Economie

Butembo : levée temporaire de la grève des transporteurs de produits vivriers, un compromis en attente

Une lueur d’espoir se profile dans le secteur des transports de produits vivriers, suite à une réunion tenue ce jeudi 9 février entre le gouverneur de la province du Nord-Kivu, le directeur de la DGRNK et un membre de la coopérative des transporteurs et écoulement des produits vivriers (COODEPROVI). La levée temporaire de la grève a été négociée, avec un compromis financier en attendant une décision finale des autorités provinciales.

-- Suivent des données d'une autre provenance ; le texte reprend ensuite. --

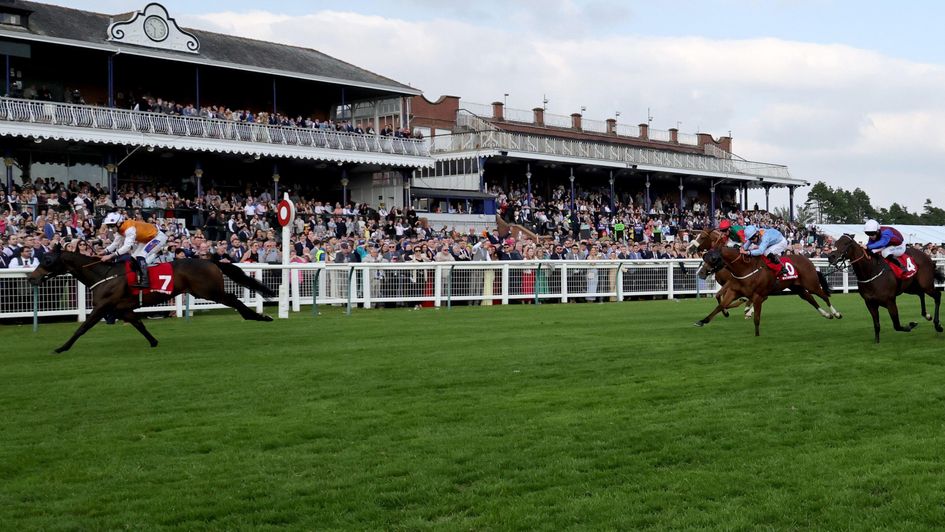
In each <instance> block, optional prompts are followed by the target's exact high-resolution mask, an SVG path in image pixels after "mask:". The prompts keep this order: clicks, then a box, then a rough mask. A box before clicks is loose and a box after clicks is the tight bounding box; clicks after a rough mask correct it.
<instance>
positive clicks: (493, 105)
mask: <svg viewBox="0 0 945 532" xmlns="http://www.w3.org/2000/svg"><path fill="white" fill-rule="evenodd" d="M503 111H504V109H503V104H502V102H492V119H493V120H505V113H504V112H503Z"/></svg>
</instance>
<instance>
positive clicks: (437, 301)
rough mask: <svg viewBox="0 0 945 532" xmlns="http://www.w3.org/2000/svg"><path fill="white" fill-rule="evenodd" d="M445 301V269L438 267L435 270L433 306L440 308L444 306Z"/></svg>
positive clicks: (433, 281)
mask: <svg viewBox="0 0 945 532" xmlns="http://www.w3.org/2000/svg"><path fill="white" fill-rule="evenodd" d="M442 299H443V267H442V266H439V265H437V267H436V269H435V270H433V306H434V307H436V308H439V307H441V306H442V302H441V300H442Z"/></svg>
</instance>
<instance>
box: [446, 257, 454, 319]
mask: <svg viewBox="0 0 945 532" xmlns="http://www.w3.org/2000/svg"><path fill="white" fill-rule="evenodd" d="M455 267H456V265H455V264H450V271H449V273H448V274H447V279H446V308H447V310H449V309H451V308H453V268H455Z"/></svg>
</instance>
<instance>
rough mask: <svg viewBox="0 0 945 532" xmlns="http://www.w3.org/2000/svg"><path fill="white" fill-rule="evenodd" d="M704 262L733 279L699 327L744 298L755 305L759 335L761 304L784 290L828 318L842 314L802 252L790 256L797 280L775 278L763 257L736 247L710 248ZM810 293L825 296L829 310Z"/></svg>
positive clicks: (818, 295) (759, 331) (826, 287)
mask: <svg viewBox="0 0 945 532" xmlns="http://www.w3.org/2000/svg"><path fill="white" fill-rule="evenodd" d="M703 261H704V262H706V263H707V264H708V265H709V269H710V271H713V272H718V271H720V270H722V269H723V268H725V269H728V270H729V272H731V274H732V278H731V280H729V282H727V283H726V284H725V287H724V289H723V290H722V291H720V293H721V295H722V297H721V301H720V302H719V304H718V306H716V307H715V309H714V310H713V311H712V312H710V313H709V315H708V316H706V317H705V318H702V319H701V320H699V321H697V322H696V323H695V324H696V326H698V327H702V326H704V325H705V324H707V323H709V322H710V321H712V318H713V317H715V315H716V314H718V313H719V312H721V311H722V310H723V309H724V308H726V307H727V306H728V305H729V304H731V302H732V301H734V300H735V299H737V298H739V297H745V298H748V300H749V301H750V302H751V303H752V306H753V307H754V315H753V316H752V319H753V320H754V322H755V336H760V335H761V328H760V326H761V305H762V304H763V303H764V301H765V300H766V299H768V296H769V295H771V294H773V293H777V292H780V291H782V290H784V289H788V290H791V291H792V292H794V293H795V294H797V295H799V296H800V297H801V299H803V300H804V301H807V302H808V303H810V304H811V306H813V307H814V308H815V309H817V311H818V312H820V314H821V316H823V317H825V318H827V319H832V318H835V317H836V318H840V317H842V315H841V314H840V312H838V311H837V309H835V308H834V307H833V305H831V304H830V286H829V285H828V284H827V278H826V277H825V276H824V274H823V273H821V272H819V271H817V269H816V268H815V267H814V264H813V263H812V262H811V261H810V259H808V258H807V257H804V256H801V255H792V256H791V261H792V262H793V263H794V268H795V270H796V272H797V275H798V276H797V279H791V280H781V279H777V278H775V275H774V272H772V271H771V269H770V268H768V266H767V265H766V264H765V263H764V260H763V259H762V258H761V257H752V256H749V255H743V254H741V253H740V252H739V250H738V249H735V248H730V247H725V246H723V247H720V248H716V249H711V250H709V251H708V253H706V254H705V256H704V257H703ZM811 294H816V295H817V296H818V297H820V298H821V299H823V300H824V301H825V302H826V303H827V305H828V306H829V307H830V312H827V311H825V310H824V309H822V308H820V305H818V304H817V301H816V300H815V299H814V298H813V297H812V296H811Z"/></svg>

Le président de la société civile Mathe Saanane, avec qui nous nous sommes entretenus, a indiqué que lors des discussions avec la délégation de Goma, un montant de 75 dollars américains a été temporairement fixé pour les transporteurs de vivres afin d’atténuer la crise. Cette mesure sera en vigueur pendant 15 jours, en attendant la décision définitive du gouverneur de la province.

 

Cependant, du côté des transporteurs de produits vivriers, la réponse du directeur de la DGR-NK n’a pas été jugée satisfaisante. Selon  Katembo  Matsatsa, président des transporteurs et écoulement des produits vivriers de la ville de Butembo, outre les taxes exigées par la DGR-NK, de nombreuses autres taxes fictives s’ajoutent, imposant un fardeau financier considérable sur les transporteurs de produits vivriers.

« Les deux taxes auxquelles il a fait allusion ne sont pas les seules auxquelles nous sommes confrontés, nous avons une multitude de taxes qui s’ajoutent. Parmi les taxes que nous payons, plusieurs sont fictives car elles n’ont même pas de preuves de paiement. Malgré nos revendications, on nous fait payer ces taxes sans jamais nous donner de réponse satisfaisante. Par exemple, il y a une taxe appelée ‘tous les services’ qui nous coûtent 7000 FC. Il y a aussi une autre appelée PCR, la police de roulage, qui nous coûte 37000 FC’’.

Nous tenons à signaler que les membres de la COODEPROVI concernés sont les transporteurs de pommes de terre, de maïs, de haricots et d’autres denrées alimentaires.